|
Post by Mark Neumayer on Jun 16, 2011 21:44:55 GMT -5
Here is one of the interior pages from the print version of my book. Nothing too fancy. I used a font called Viking for the chapter titles and the initial drop cap in each chapter. (It is a shareware font I found on www.dafont.com and at only $5 was a heck of a bargain.) The main text is set in Gentium Book Basic. Anytime you see the word "book" in the name of a font it literally means it would be a good font for, well, books. Go figure. I built the knotwork element for the page numbers in Adobe Illustrator. The book itself was laid out in Adobe InDesign. Anyone else want to post one of their pages or share some favorite font combos?
|
|
gerald
New Member
I should be writing ...
Posts: 19
|
Post by gerald on Jun 17, 2011 14:06:53 GMT -5
It's interesting, Mark. Some print books are now identifying the fonts used. At our local literary festival last year, we had a couple of authors from Bloomsbury plus their local sales agent. He said that they chose fonts very carefully, and sometimes used fonts which reflected the genre of the book, and also the target audience. Certain fonts appeal to certain sections of the community (apparently).

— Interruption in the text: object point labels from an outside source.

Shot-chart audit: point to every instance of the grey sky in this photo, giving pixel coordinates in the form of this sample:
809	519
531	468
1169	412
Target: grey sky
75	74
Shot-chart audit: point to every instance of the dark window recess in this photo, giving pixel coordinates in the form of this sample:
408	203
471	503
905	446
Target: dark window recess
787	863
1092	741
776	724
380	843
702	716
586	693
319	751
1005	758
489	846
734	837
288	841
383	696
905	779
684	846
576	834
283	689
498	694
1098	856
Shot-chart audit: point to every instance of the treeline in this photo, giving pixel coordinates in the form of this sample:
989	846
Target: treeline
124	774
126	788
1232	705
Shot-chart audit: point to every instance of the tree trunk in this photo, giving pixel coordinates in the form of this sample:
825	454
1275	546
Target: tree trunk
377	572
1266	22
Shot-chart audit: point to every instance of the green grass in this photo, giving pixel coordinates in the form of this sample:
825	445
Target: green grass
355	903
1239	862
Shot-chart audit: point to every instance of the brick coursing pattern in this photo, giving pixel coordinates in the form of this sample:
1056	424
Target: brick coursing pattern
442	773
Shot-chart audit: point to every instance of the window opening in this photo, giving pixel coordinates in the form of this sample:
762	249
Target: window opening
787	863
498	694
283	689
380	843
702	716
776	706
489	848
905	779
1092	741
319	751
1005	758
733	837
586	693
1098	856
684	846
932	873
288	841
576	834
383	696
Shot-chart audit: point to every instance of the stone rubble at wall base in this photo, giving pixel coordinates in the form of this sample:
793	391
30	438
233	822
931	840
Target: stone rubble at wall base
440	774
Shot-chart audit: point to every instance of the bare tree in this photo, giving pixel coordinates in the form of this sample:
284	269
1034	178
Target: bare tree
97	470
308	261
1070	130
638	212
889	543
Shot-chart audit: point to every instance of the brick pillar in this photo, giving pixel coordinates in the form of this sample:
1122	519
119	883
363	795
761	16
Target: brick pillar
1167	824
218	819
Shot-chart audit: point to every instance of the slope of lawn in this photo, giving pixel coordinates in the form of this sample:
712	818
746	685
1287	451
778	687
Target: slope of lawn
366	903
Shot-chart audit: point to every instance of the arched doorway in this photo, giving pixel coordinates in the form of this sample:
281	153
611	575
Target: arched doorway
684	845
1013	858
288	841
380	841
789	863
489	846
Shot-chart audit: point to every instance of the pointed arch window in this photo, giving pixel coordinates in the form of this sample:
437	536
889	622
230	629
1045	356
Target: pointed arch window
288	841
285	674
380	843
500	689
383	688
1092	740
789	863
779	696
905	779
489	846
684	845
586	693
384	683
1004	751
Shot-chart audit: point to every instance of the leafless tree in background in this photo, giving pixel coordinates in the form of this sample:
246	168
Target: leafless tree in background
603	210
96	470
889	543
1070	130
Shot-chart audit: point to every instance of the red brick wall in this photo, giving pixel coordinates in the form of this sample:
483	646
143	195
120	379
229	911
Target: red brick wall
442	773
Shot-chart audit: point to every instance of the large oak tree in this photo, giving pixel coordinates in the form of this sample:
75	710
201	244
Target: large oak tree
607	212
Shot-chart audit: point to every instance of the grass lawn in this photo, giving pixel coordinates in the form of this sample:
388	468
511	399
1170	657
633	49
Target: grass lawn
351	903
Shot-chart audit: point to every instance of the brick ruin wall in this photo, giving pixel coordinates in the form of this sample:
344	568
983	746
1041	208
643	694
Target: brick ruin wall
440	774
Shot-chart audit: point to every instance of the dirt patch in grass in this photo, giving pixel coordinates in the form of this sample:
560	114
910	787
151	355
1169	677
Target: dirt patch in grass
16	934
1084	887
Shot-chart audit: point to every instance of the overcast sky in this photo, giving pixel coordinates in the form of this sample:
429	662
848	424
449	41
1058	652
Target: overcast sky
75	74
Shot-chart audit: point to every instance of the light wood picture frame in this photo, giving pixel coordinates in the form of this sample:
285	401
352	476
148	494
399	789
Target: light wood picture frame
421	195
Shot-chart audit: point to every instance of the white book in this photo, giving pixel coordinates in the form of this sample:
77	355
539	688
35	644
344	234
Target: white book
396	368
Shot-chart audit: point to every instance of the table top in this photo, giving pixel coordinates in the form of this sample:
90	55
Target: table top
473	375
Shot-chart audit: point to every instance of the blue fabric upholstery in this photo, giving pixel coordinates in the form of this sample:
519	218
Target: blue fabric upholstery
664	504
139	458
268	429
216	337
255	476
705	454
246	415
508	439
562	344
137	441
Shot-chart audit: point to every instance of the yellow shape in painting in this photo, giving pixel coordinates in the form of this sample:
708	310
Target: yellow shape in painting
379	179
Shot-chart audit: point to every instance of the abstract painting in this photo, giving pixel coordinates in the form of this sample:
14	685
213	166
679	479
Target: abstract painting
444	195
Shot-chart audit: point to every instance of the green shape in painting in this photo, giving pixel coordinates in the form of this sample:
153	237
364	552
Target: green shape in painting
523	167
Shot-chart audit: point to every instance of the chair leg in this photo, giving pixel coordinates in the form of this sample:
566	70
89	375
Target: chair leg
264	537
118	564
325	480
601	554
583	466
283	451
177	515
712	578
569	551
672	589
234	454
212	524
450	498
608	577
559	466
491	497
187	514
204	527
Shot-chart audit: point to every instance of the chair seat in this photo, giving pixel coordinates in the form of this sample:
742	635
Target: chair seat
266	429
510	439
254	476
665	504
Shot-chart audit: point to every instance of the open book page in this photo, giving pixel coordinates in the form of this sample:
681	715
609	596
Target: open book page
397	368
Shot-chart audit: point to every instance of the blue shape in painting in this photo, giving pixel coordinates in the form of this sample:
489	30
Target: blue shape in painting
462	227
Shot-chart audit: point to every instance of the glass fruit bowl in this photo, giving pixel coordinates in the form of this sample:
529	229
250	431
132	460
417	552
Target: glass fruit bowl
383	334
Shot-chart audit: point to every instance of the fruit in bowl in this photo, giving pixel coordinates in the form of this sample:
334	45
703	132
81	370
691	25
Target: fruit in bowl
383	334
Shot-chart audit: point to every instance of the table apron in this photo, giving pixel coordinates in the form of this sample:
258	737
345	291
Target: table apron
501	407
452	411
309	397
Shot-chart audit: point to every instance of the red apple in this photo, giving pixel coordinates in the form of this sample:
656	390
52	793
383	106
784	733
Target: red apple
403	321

Of course, with modern e-readers like the Kindle, the reader can change fonts. In my print book, I've used Goudy Old Style, because I read somewhere that it was easy to read.
|
|
Carradee
New Member
A Fistful of Fire - Traditional Fantasy
Posts: 47
|
Post by Carradee on Jun 17, 2011 14:25:55 GMT -5
Yeah, I'm still setting mine up. I tried size 11 Garamond, but that looks terrible for the italics. :/ I've switched to size 10 TNR for now, but I'm not sure I'm going to keep that.